The case dealt with the non-damage extensions added to business interruption insurance coverage. These extensions provide coverage if a business is forced to close because of an infectious disease outbreak within a specified radius (often up to 25 miles) of a company’s premises. The Court found that if there was even a single case of COVID-19 within the radius which caused the business interruption losses, there was coverage. In addition, the Court held that even businesses that closed when the Prime Minister warned that businesses should close due to COVID-19, which was prior to the lockdown order from the legislature, were entitled to coverage. The Court also held that restaurants that suffered damages because they could only offer take-out food were entitled to coverage under their policies since the restaurants were unable to use their premises for a discrete business activity or were unable to use a discrete part of the premises for their business activities (i.e., dining in).
U.S. District Judge Polster issued an Opinion and Order in Henderson Road Restaurant Systems, Inc. v. Zurich American Ins. Co. (N.D. Ohio, Jan. 19, 2021) ruling that the shut-down orders by governmental authorities were covered losses as claimed by several steak and seafood restaurants. Judge Polster rejected Zurich Insurance Company’s argument that tangible structural damage to the restaurants was a prerequisite to satisfy the insurance policy’s requirement that business income losses be tied to “direct physical loss of or damage to” property. In discussing ambiguity in the policy language, Judge Polster held that the business income provision could be read to extend coverage when the policyholder loses its ability to use the insured premises for its intended purpose. Thus, when the various state and local governments issued pandemic closure orders, which temporarily prohibited the restaurants from offering in-person dining, those orders caused the restaurants to lose their real property. (On the same day, in Neuro-Communication Services Inc. v. Cincinnati Insurance Co., No. 4:20-CV1275 (N.D. Ohio) another Ohio federal court judge, Judge Benita Pearson, asked the Ohio Supreme Court to certify whether the existence of COVID-19 on a property or in an infected person’s presence constitutes direct physical loss or damage resulting in property damage covered by insurance policies. Judge Pearson expressed concern that “differing interpretations of Ohio contract law by different courts threaten to undermine the uniform application of that law to similarly situated litigants.” The policyholder, Neuro-Communication Services, had to cease operations in for a period of time in the spring of 2020 as a result of COVID-19 and suffered significant business income interruptions as a result.)

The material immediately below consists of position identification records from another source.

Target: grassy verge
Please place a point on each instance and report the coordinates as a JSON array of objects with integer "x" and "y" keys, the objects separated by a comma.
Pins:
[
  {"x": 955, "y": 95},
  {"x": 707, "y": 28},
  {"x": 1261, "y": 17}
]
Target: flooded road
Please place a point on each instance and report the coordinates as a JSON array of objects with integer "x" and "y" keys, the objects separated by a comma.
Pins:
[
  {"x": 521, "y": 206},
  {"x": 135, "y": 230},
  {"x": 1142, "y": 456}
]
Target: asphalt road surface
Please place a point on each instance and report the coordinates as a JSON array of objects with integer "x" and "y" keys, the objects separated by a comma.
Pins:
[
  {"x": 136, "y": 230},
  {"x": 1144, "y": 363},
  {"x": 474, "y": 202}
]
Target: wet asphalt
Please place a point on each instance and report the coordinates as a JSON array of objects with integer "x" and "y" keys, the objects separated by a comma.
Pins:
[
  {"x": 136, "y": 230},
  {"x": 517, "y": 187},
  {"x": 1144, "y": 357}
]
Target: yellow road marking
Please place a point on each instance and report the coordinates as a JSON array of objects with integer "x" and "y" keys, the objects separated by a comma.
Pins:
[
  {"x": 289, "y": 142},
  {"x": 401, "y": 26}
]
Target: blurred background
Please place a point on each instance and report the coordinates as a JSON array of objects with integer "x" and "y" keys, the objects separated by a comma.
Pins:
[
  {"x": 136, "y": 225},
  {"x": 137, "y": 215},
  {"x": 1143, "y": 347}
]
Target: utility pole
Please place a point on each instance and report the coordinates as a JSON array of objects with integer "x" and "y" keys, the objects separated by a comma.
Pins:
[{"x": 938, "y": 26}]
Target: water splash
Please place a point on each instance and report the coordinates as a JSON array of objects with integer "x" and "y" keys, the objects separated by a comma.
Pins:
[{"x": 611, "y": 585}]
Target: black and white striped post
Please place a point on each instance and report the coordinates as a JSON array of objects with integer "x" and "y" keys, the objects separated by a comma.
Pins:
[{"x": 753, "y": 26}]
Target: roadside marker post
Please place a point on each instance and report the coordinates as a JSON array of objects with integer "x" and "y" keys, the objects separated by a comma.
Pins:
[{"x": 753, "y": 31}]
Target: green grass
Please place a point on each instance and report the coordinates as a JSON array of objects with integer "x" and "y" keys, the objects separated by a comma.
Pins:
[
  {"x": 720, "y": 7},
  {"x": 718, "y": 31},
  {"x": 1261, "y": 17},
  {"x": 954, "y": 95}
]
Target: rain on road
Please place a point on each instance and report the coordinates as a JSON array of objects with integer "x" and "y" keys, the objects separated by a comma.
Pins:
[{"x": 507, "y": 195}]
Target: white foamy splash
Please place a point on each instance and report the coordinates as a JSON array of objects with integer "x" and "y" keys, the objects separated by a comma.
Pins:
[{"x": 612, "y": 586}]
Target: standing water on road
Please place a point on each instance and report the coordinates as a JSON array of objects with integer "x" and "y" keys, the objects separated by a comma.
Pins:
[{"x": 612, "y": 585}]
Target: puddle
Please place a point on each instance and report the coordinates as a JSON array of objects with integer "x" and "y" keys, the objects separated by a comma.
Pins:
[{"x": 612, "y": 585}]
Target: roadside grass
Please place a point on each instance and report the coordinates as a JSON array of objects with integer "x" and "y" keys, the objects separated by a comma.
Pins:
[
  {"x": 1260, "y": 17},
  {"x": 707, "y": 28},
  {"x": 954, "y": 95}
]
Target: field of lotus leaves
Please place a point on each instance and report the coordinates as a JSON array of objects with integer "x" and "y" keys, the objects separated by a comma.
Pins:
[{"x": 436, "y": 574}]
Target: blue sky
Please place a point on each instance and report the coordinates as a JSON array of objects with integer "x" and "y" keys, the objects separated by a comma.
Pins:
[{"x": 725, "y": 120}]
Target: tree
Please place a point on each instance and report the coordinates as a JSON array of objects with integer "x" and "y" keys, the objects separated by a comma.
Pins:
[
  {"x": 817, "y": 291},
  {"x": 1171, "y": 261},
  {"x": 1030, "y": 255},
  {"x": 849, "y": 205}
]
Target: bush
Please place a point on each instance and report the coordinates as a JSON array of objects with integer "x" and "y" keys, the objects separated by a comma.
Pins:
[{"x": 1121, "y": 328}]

These are just a few of the pro-policyholder wins. Courts continue to focus on the allegations made by the policyholder and the specific policy language at issue in reaching their decisions. With over 1400 pending cases, the case law continues to develop.
It is important for policyholders to carefully review their policies and consult with an insurance attorney or an experienced risk management consultant to ensure that the policy language and coverage issues are carefully analyzed so that strong coverage arguments can be made.